Written by Leesa Harwood, Owner of By The Waves Charity Consulting.
Data is great. It underpins good decision-making. It helps fundraisers to understand supporters, articulate impact, measure success and prioritise the deployment of finite resources. But you can have too much of a good thing. Today we have access to lots of data, but nowhere near enough insight. Alexander Chancellor, former editor of The Spectator said:
“Excessive information creates its own form of blindness to what is actually going on.”
Now, charity professionals are faced with so much data, that they simply can’t see the wood for the trees. They are data blind.
With so much data available, sorting the good from the bad can be challenging. This summer I sifted through over 85 data sources, reports, and documents to compile After the Storm, a summary of key, socio-economic trends and their implications for charity leaders. I am not a data scientist. My background is charity leadership and fundraising, so it was hard going. The more reports I read, the more I realised that data and research can be divided into three categories:
Good data goes beyond a presentation of facts and figures.
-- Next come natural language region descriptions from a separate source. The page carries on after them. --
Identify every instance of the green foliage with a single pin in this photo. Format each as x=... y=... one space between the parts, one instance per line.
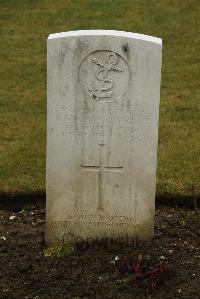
x=59 y=250
x=24 y=27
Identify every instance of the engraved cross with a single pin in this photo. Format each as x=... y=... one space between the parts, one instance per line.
x=101 y=169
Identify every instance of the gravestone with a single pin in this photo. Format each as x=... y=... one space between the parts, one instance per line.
x=102 y=132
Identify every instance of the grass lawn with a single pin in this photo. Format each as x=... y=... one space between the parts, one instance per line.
x=24 y=28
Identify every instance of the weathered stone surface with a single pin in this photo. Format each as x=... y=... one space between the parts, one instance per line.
x=103 y=110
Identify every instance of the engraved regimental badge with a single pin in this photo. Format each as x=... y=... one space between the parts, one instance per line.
x=104 y=76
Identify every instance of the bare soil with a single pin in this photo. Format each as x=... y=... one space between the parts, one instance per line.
x=90 y=272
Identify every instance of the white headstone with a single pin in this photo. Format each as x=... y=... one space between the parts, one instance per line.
x=102 y=132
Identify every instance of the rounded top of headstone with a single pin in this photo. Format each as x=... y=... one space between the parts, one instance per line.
x=116 y=33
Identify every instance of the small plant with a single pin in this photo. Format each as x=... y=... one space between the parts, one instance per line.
x=59 y=250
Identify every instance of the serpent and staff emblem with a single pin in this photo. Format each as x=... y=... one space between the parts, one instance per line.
x=102 y=88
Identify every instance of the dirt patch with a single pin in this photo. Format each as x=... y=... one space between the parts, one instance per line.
x=90 y=272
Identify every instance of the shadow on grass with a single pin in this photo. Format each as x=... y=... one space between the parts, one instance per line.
x=20 y=200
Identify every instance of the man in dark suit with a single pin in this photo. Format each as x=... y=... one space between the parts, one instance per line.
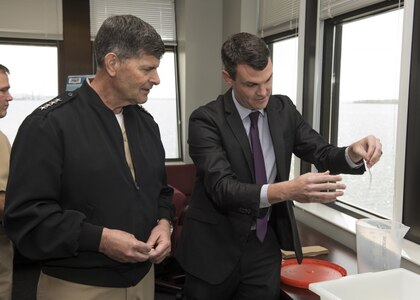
x=221 y=248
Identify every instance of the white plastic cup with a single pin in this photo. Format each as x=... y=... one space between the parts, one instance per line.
x=379 y=244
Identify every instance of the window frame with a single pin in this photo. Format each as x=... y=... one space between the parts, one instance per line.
x=330 y=106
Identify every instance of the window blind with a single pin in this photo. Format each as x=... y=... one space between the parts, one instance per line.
x=158 y=13
x=332 y=8
x=278 y=16
x=32 y=19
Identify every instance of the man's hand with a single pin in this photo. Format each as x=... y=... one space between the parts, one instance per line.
x=369 y=148
x=123 y=246
x=309 y=187
x=160 y=241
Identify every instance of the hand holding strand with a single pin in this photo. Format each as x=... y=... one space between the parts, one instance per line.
x=309 y=187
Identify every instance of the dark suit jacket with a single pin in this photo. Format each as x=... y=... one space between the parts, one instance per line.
x=225 y=199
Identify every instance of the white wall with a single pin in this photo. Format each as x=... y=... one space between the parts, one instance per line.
x=199 y=30
x=202 y=26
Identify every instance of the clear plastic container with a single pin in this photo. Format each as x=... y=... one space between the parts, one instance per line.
x=379 y=244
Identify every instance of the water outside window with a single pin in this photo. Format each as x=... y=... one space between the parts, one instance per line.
x=34 y=80
x=369 y=88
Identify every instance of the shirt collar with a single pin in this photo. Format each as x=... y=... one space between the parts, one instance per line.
x=243 y=111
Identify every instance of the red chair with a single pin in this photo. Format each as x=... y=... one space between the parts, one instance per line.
x=169 y=275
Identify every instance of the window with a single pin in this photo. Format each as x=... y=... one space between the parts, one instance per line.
x=368 y=54
x=163 y=105
x=285 y=66
x=33 y=80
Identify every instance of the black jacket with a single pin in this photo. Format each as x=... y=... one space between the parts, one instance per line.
x=225 y=199
x=69 y=179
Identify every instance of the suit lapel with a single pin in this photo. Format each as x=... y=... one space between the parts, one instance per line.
x=238 y=130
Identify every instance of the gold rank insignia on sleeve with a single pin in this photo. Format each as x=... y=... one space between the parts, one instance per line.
x=50 y=103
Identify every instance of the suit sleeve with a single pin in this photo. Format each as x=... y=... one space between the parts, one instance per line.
x=219 y=161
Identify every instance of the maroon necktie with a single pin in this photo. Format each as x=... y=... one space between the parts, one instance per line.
x=259 y=167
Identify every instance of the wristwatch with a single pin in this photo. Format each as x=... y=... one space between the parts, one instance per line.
x=171 y=228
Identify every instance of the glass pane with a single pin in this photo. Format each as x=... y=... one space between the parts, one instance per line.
x=162 y=104
x=33 y=81
x=369 y=88
x=285 y=65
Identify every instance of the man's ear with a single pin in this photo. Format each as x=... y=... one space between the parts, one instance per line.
x=111 y=63
x=227 y=78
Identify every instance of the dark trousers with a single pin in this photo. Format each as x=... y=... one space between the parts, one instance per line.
x=257 y=275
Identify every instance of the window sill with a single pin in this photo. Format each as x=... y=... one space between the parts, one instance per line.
x=342 y=228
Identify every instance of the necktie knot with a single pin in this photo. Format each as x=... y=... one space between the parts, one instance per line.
x=254 y=118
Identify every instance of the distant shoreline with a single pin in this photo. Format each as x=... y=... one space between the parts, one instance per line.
x=389 y=101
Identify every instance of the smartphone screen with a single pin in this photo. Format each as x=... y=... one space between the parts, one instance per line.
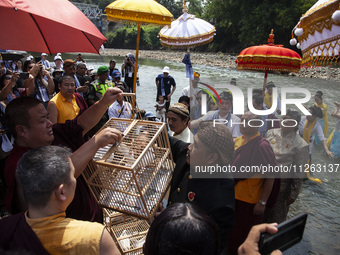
x=23 y=75
x=289 y=233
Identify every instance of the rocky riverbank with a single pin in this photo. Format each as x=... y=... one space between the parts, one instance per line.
x=222 y=60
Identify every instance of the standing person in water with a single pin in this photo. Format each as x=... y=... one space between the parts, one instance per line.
x=324 y=121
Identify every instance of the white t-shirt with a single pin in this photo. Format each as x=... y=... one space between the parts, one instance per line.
x=234 y=128
x=191 y=93
x=124 y=111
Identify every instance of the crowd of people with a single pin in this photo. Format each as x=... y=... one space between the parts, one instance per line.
x=45 y=106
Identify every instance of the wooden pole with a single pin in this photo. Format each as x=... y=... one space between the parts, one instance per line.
x=136 y=63
x=265 y=82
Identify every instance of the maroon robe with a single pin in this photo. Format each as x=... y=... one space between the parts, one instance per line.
x=256 y=152
x=81 y=103
x=16 y=234
x=84 y=206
It evolves into information and then insight. In starts with a fact, then answers the question ‘so what?’ then articulates a clear implication. Good data is based on viable samples, objectivity, and curiosity. It closes the loop between asking a question, analysing facts to find an answer, then adding a big dose of common sense and context to draw a conclusion. It doesn’t just provide information, it delivers enlightenment. Researchers produce good data with one eye on the audience and the problem they’re trying to solve. They adapt their language to present their findings in a relevant and engaging way for their target audience. They know where they can add value and they set out to do so from the start.
Bad data is everywhere. Vast quantities of facts, figures, graphs, and charts couched in impenetrable language that makes your eyes spin and your ears bleed. Bad data is not necessarily incorrect or corrupt data. It’s just not useful. It is often compiled and presented by incredibly clever people who know their subject matter but not their audience. You have to work hard to optimise bad data. Finding it, translating it, processing it, then applying it to your world or problem. Usually, the ‘so what?’ answer is buried in so much jargon that you give up and go home.
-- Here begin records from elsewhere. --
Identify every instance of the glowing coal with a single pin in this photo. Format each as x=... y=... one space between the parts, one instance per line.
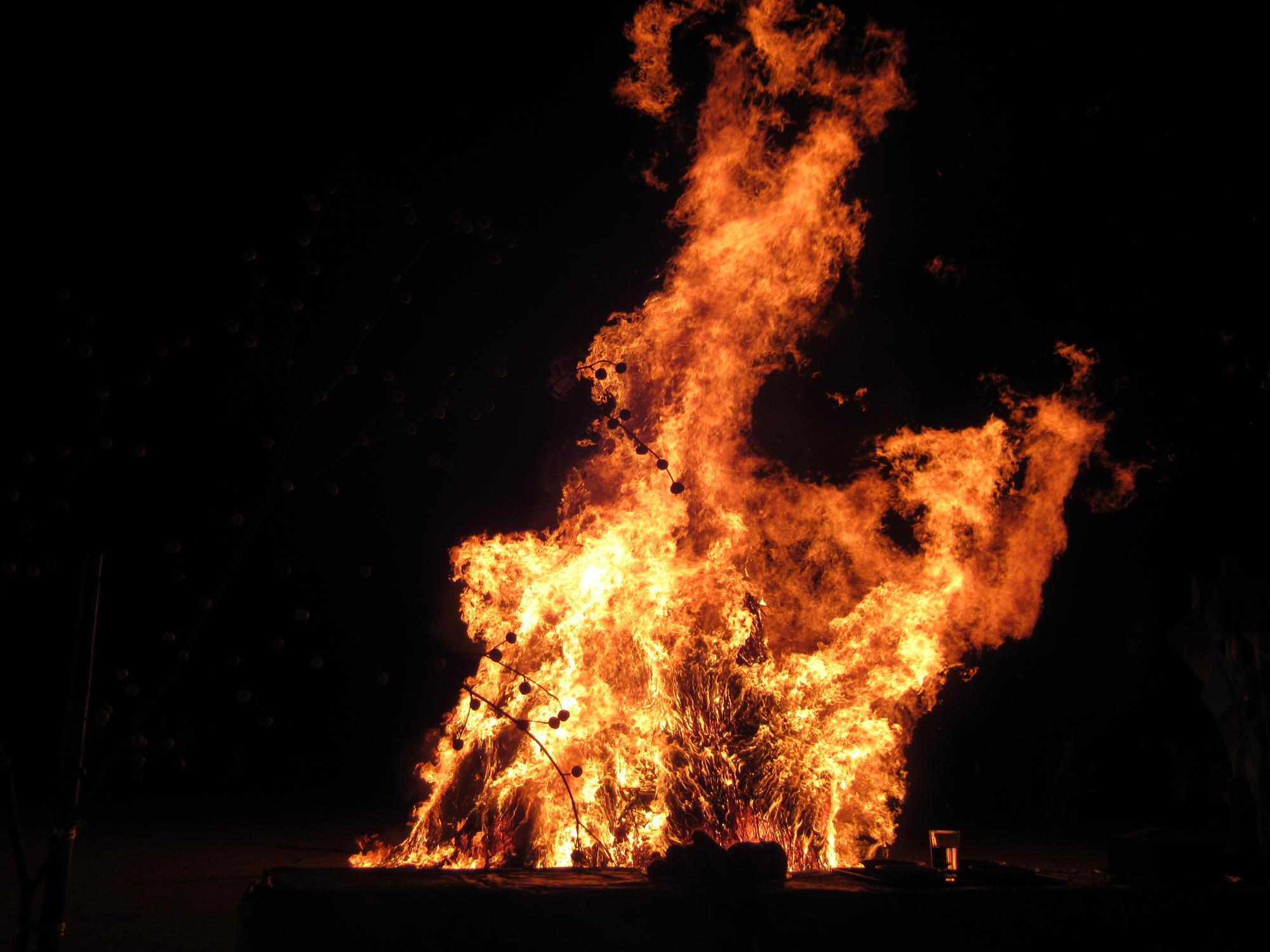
x=749 y=653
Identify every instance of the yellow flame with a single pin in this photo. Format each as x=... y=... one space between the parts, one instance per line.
x=750 y=656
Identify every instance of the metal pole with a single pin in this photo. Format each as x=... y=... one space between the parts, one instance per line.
x=53 y=915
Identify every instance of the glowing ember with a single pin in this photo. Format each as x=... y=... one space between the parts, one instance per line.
x=739 y=651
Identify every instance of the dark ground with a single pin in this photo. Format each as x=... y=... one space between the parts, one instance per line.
x=1092 y=171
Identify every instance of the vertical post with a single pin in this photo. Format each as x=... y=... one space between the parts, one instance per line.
x=53 y=915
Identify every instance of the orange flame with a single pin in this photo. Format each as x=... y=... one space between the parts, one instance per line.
x=747 y=656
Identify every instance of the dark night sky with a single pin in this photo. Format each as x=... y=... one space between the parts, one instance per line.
x=1090 y=172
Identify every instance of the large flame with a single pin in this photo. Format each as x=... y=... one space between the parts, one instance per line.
x=746 y=654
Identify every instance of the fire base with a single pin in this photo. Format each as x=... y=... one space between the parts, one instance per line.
x=622 y=909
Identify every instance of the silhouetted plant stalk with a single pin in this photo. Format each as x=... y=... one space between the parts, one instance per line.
x=523 y=724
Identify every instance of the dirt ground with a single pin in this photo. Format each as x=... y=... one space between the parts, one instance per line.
x=171 y=875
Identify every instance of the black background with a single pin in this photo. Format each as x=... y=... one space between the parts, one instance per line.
x=1089 y=171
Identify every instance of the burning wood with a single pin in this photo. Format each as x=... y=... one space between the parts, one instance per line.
x=705 y=642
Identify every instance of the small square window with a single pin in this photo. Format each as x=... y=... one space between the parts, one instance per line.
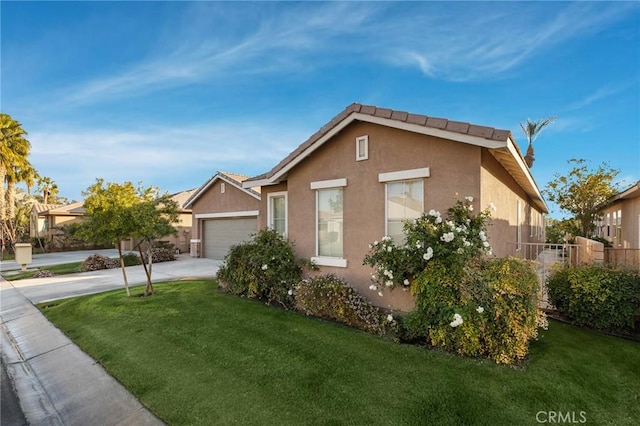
x=362 y=148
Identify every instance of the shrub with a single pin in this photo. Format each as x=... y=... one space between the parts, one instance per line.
x=456 y=239
x=489 y=310
x=97 y=262
x=264 y=268
x=329 y=297
x=131 y=259
x=43 y=274
x=598 y=296
x=160 y=254
x=464 y=302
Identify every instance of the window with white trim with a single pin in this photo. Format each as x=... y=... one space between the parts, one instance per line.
x=277 y=212
x=404 y=200
x=329 y=214
x=362 y=148
x=519 y=224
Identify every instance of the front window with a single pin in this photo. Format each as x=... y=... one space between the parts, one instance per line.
x=330 y=222
x=278 y=212
x=405 y=200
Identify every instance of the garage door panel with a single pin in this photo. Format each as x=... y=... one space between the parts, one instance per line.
x=221 y=234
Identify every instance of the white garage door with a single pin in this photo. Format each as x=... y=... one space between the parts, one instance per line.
x=221 y=234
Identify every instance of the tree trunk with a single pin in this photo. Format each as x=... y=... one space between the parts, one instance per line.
x=149 y=288
x=529 y=158
x=124 y=273
x=3 y=201
x=11 y=199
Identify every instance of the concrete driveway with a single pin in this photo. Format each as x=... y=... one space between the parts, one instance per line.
x=45 y=289
x=55 y=382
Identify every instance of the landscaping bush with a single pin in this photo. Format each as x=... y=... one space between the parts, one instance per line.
x=465 y=303
x=131 y=259
x=490 y=310
x=97 y=262
x=264 y=268
x=599 y=296
x=160 y=254
x=329 y=297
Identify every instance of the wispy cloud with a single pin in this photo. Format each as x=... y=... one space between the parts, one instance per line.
x=188 y=154
x=477 y=41
x=459 y=42
x=599 y=94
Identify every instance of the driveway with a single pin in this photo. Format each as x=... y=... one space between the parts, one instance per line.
x=46 y=259
x=55 y=382
x=45 y=289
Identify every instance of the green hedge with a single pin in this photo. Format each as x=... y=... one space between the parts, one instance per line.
x=264 y=268
x=330 y=297
x=599 y=296
x=488 y=310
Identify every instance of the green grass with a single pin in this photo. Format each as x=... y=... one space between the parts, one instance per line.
x=196 y=356
x=64 y=269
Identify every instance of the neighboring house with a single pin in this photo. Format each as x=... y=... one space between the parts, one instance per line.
x=357 y=178
x=224 y=214
x=46 y=219
x=183 y=225
x=620 y=223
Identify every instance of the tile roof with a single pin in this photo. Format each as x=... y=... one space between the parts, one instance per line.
x=499 y=142
x=484 y=132
x=235 y=179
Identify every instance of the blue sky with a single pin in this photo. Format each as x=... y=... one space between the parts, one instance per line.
x=168 y=93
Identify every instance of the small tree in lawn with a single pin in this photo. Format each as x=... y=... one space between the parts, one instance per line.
x=109 y=215
x=583 y=192
x=153 y=220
This is the worst data of all because can be misleading and fake. It falls into three categories:
A headline loosely linked to some random statistics picked from a survey using questionable methodology. Great at grabbing headlines, a data capture tool and a way of inflating click-through statistics.
Survey results with tiny sample sizes are useless. There are over 160,000 registered charities in England and Wales, and yet some high profile, sector bodies persist in presenting conclusive trend data based on samples of less than 50 charities. This is literally not big, and not clever.
Usually companies or suppliers commission research or surveys with a specific result in mind. Usually that result nudges you to buy their product. It’s unfair to suggest that all supplier-commissioned research falls into this category. But if a business produces a survey that aligns with its marketing content, it’s always sensible to cross check with an alternative data source just in case.
Data is fickle. With enough manipulation, the right lens and selective bias you can make data say pretty much anything. But as fundraisers, we rely on it to keep us current, efficient and honest so it is important that we know where to go to find good data and how to use it properly. By learning to recognise the good, the bad and the ugly fundraisers will always use the right data to answer the right questions at the right time.